File: sls_test.doc, created 3/12/93

SLS Principles of Testing

A certain fraction (currently 30%) of the annotated data that flows through NIST will be sequestered as a pool of potentional test data. For a particular test, data will be selected from this pool at random within the bounds of the constraints detailed below. After the selection, NIST will run software that verifies that the test data does meet these constraints and prints out a report to this effect for the record, in addition to the usual software that checks data quality and format.
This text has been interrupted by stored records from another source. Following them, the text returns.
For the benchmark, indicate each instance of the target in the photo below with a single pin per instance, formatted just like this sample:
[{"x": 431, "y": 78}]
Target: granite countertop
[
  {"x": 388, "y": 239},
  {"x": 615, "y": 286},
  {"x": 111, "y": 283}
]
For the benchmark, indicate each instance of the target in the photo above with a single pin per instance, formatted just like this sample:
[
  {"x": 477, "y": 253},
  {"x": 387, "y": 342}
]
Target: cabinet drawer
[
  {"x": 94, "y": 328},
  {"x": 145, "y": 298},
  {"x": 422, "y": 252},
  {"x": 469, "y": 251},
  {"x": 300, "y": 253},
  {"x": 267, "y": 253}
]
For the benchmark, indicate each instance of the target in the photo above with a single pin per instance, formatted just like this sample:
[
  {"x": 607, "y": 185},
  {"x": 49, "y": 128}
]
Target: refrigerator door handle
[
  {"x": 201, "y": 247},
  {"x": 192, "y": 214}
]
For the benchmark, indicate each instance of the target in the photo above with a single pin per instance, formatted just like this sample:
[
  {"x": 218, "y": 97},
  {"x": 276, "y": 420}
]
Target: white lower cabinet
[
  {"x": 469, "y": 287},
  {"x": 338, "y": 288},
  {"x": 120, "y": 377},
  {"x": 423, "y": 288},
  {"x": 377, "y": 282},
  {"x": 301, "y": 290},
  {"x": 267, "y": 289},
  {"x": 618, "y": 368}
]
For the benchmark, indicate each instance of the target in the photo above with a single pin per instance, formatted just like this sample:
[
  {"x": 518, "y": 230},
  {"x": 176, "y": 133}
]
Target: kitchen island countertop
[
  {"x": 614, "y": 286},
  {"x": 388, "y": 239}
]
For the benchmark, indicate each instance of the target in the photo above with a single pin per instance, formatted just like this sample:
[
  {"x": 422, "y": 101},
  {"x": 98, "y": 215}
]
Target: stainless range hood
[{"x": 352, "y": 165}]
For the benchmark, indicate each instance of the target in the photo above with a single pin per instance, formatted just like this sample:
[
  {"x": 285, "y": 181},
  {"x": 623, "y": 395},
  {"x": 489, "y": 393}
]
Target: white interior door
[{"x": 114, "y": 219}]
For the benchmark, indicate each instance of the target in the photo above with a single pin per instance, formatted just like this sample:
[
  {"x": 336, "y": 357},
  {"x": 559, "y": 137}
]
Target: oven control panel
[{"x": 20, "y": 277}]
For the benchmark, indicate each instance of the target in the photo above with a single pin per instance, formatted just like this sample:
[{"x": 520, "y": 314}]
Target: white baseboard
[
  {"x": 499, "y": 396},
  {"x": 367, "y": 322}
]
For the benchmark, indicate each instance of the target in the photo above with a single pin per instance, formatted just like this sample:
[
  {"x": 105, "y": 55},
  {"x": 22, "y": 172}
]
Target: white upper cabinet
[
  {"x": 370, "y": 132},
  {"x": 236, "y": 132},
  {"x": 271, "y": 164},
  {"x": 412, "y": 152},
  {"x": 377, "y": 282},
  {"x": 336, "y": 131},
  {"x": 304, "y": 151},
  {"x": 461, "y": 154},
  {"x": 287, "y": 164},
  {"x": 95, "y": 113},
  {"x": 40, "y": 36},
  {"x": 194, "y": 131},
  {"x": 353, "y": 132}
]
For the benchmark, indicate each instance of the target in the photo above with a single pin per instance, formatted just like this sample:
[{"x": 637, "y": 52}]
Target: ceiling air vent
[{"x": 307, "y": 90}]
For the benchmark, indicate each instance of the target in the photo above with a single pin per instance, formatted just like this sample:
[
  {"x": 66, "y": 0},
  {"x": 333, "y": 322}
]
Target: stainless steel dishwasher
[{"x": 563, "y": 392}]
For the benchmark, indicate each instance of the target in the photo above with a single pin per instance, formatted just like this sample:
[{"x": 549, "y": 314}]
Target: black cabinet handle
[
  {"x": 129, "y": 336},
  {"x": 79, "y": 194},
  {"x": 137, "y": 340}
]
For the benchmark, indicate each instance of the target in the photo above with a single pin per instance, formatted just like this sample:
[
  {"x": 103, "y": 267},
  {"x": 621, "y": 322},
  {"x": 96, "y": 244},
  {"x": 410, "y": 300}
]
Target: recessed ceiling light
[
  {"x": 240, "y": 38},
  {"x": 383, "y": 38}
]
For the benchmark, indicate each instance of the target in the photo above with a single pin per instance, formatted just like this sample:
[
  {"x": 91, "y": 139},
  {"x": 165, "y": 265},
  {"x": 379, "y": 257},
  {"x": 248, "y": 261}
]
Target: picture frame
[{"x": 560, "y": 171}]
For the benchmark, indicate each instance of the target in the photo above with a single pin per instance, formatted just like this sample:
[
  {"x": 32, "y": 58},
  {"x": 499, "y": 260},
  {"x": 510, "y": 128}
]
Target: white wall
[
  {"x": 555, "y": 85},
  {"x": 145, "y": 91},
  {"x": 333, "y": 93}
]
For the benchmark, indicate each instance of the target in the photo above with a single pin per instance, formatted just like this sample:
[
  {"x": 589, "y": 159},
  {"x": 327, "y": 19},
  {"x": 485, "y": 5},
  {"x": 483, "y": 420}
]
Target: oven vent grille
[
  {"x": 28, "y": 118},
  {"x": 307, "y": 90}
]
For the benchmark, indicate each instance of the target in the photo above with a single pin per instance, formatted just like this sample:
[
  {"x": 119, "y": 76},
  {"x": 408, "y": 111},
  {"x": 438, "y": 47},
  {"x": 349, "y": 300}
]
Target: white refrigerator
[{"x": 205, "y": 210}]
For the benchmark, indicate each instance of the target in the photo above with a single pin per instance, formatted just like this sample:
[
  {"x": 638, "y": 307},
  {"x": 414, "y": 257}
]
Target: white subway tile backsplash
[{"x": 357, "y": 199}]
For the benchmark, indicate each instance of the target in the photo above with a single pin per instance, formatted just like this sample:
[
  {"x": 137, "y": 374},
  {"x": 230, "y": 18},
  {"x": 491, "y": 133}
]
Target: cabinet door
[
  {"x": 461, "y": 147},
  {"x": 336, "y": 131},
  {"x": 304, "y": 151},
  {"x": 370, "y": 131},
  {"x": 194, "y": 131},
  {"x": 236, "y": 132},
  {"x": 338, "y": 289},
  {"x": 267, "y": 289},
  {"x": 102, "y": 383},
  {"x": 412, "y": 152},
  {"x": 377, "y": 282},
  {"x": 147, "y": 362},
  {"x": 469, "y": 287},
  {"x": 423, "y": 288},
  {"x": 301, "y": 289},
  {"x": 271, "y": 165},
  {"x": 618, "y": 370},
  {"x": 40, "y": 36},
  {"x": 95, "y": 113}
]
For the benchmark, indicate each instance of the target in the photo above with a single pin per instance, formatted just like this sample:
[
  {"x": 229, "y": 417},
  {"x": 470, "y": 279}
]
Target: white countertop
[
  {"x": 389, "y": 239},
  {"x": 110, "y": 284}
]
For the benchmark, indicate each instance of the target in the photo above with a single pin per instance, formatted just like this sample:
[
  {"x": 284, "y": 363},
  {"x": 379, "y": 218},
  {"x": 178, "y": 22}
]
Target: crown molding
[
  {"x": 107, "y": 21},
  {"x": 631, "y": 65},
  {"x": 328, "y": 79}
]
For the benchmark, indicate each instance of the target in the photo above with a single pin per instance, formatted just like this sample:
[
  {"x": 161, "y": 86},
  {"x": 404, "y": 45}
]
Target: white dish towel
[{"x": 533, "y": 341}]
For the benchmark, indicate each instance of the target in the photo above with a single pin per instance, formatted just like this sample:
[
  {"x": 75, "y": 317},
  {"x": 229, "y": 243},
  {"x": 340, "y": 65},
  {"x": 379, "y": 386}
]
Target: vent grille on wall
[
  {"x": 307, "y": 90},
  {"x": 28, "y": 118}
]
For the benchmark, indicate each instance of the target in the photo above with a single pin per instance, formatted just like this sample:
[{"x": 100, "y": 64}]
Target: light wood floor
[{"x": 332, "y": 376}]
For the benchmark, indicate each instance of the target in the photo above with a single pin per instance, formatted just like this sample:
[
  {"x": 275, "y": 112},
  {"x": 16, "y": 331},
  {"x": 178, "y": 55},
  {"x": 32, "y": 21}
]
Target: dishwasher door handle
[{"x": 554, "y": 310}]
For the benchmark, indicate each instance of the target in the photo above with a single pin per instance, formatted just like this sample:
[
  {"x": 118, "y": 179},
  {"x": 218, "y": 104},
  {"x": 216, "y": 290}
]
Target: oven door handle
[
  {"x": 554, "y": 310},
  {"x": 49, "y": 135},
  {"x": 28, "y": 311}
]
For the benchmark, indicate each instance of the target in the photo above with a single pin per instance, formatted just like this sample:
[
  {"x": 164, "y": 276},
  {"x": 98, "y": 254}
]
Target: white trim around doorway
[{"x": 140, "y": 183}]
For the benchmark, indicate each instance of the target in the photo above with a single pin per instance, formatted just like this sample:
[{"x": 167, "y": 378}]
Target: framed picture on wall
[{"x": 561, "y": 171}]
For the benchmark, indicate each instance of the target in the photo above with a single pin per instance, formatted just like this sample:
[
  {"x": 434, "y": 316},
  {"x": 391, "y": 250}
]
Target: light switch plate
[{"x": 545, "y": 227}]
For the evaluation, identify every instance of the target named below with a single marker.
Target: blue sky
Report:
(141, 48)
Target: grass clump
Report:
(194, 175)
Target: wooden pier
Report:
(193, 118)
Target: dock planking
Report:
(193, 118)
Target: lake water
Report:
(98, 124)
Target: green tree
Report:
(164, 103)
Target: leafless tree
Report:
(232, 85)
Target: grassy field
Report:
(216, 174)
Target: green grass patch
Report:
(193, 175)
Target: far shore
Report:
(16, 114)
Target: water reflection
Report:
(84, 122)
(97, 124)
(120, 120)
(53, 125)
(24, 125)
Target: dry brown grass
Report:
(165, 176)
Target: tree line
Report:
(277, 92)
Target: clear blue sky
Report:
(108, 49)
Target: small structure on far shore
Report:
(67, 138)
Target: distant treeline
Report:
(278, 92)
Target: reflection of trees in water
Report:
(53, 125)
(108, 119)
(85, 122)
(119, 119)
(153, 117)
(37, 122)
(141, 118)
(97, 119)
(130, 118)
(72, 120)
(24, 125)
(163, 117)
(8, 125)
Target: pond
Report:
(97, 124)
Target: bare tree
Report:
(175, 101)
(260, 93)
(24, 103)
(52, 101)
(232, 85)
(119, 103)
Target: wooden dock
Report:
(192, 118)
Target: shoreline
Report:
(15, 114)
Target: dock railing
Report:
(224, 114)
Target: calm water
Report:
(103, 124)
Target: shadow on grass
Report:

  1. The test data will not include speech from any speaker who is in the defined training set, which always includes the data previously used in testing.
  2. The consistency of .ref (minimal) and .rf2 (maximal) answers will be ensured by checking that each alternate .ref answer is included in its corresponding .rf2 answer.
  3. All utterances in a session will be used as input for the tests, but for the NL and SLS tests, utterances classed "X" will not be scored.
  4. Truncation of an utterance may be cause for excluding an entire session from the test material. If it appears that the computer system actually heard and processed some speech material that was truncated from the transcription, so that the continuity of the dialog is not consistent with the transcriptions, then the session won't be used. Minor truncations not meeting this criterion will be processed just like other Class X utterances.
  5. Time-order consistency will be ensured by checking that the order of utterences selected for the test by the index file is the same order in which they were said.
  6. Homogeneity of training and test data will be ensured by checking that the fraction of class A, D, and X queries in the test data is within plus-or-minus 20% of the corresponding fractions in the training data.
  7. Cross-site balance of the test data will be ensured by checking that no site has more than 15% more queries than any other site.